Das Land der tausenden Seen steht manchmal etwas in den Schatten seiner oft lauteren und berühmteren Nachbarn. Vielleicht hat es mit der Geographie zu tun, oder dass die Sprache nicht einmal zur indoeuropäischen Sprachfamilie gehört. In Finnland tragen anscheinend alle Menschen Messer, was auch ein bisschen abschreckend sein kann. Wenn ein Finne überhaupt redet, sagt er perkele oder ein Wort mit unglaublich vielen Konsonanten. Der Mythos des zurückhaltenden Finnen ist auch im Heimatland noch immer gegenwärtig, was natürlich zu Witzen einlädt: Ein introvertierter Finne schaut auf seine eigenen Schuhe, wenn er mit dir spricht – ein extrovertierter schaut auf deine Schuhe. Wortkargheit und Schüchternheit sind einige der Merkmale, Stärke und Ausdauer ein paar andere. Kein anderer Skandinavier kann so viele harte Sachen vertragen, in der ganzen Welt sind vielleicht nur die Russen überlegen. Winter ist es in Finnland erst, wenn die Temperaturen gegen minus 20 Grad sinken; dann braucht man sogar eine Jacke. Sollte es trotzdem kühl werden, haben sie ja alle diese Saunen – etwa 3 Millionen auf 5,5 Millionen Einwohner. Finnischer wird es nicht. Obwohl Frauen normalerweise nicht mehr in der Sauna ihre Kinder gebären und man tatsächlich einander nicht mit den Birkenzweigen schlägt, ist die Saunakultur heilig. So heilig, dass sogar der ruhigste Finne sie auf Tod und Leben verteidigen würde.

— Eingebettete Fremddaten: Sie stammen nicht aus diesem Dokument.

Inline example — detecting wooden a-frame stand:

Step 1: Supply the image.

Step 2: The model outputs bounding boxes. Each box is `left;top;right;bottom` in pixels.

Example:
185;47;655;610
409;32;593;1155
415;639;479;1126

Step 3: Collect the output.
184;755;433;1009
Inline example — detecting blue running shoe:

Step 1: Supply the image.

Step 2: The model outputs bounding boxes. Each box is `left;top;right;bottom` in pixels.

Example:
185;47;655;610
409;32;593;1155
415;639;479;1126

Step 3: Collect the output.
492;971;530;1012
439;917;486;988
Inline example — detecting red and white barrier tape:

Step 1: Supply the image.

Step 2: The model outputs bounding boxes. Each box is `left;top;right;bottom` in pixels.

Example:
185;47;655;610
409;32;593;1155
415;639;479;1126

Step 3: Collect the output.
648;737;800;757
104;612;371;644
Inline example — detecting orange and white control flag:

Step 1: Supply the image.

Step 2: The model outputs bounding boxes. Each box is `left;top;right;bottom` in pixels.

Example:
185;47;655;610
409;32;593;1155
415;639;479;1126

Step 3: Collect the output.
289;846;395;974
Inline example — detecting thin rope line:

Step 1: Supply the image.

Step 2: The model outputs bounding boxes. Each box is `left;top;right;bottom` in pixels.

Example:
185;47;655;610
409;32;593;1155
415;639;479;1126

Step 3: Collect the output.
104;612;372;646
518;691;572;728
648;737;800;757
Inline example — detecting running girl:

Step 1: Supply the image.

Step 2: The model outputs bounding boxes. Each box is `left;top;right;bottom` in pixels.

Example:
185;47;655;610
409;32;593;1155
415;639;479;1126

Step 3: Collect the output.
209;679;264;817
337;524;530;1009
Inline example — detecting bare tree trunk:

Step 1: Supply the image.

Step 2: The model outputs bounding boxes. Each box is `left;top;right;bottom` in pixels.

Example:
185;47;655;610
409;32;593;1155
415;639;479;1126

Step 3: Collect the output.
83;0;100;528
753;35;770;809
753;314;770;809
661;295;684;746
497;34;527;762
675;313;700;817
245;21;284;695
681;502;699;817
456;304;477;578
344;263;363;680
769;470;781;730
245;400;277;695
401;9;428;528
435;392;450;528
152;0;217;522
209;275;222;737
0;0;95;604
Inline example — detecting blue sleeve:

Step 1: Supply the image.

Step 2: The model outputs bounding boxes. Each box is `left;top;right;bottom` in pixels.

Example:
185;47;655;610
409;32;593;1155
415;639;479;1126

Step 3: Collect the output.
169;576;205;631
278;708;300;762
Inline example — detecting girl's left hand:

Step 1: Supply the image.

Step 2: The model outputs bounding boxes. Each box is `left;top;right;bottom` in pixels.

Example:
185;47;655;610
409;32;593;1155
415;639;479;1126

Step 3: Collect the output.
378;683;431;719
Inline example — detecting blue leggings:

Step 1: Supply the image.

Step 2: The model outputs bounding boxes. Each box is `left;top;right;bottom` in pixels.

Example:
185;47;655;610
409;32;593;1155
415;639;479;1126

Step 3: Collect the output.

Wenn Finnland in Skandinavien schon etwas unter der Wahrnehmungsschwelle liegt, erinnern sich die meisten Menschen an Island erst wenn ein Vulkanausbruch den Flugverkehr in Europa verhindert, oder wenn die Fans der Fußballmannschaft mit ihrem eigenen Vulkan die Tribüne übernehmen. Die Insel im hohen Norden ist irgendwie ein Märchenland, mit ihrem Feuer, Eis, den Elfen und Trollen. Elfenglaube, das klingt wie ein Scherz, ist aber wirklich ernstzunehmen. Überall in Island findet man kleine Häuschen, die extra für die übernatürlichen Wesen gebaut wurden. Auch das isländische Bauministerium geht bei Bauvorhaben vorsichtig vor! Die karge Natur hier ist so eigenartig, dass Forscherstudenten aus aller Welt die Insel oft besuchen. Die Witze über Island gehen oft um diese Landschaft und die Entlegenheit, sowie um Eigentümlichkeiten wie der Genuss ganzer Schafsköpfe und fermentierter Meerestiere (nur Mut!). Dem Ruf hilft es nicht sehr, dass es eine App gibt, womit die Isländer vor einem Date ausschließen können, dass die andere Person einen nahen Verwandten ist. Inzucht wird vermieden, und alles ist in Ordnung. Zumindest bis zur nächsten Naturkatastrophe. Die Isländer selbst kümmern sich allerdings nicht so viel darum, denn sie teilen das ruhige, stabile und starke Temperament mit einem der zahlreichsten Einwohner des Landes: dem Islandpferd.
Größere Ähnlichkeiten als Unterschiede
Zur Geschichte Skandinaviens gehören Machtkämpfe, Kriege, Unionen und deren Zersplitterungen, sowie Kleinbruderkomplexe und Manieren des großen Bruders. Dennoch gibt es natürlich viele Ähnlichkeiten, und die Sprachen – der zahllosen Witze ungeachtet – steuern zur Zusammengehörigkeit bei. Viele Schweden arbeiten in Norwegen, und die Öresundbrücke hat Schweden und Dänemark einander noch näher gebracht. Die Länder Skandinaviens kriegen oft Spitzenplätze im Doing-Business-Index und sind laut World Happiness Report die glücklichsten Menschen der Welt. Was genau macht die nordischen Bürger so außerordentlich zufrieden mit ihrem Leben? Der skandinavische Winter ist trotzdem unvergleichlich lang, dunkel und kalt. Allerdings haben Studien gezeigt, dass Wetter normalerweise keinen großen Einfluss auf die Lebenszufriedenheit der Menschen hat. Glücklicherweise. Der Grund des skandinavischen Glücks beruht vermutlich auf den verlässlichen und umfangreichen Sozialleistungen, dem hohen Lebensstandard, der geringen Korruption und einer gut funktionierenden Demokratie mit einem hohen Maß an Autonomie und Freiheit. Einige Bürger würden vielleicht Einwände erheben, aber wenn man mit großen Teilen der Welt vergleicht, ist Skandinavien ein wunderschöner Platz, um sich aufzuhalten.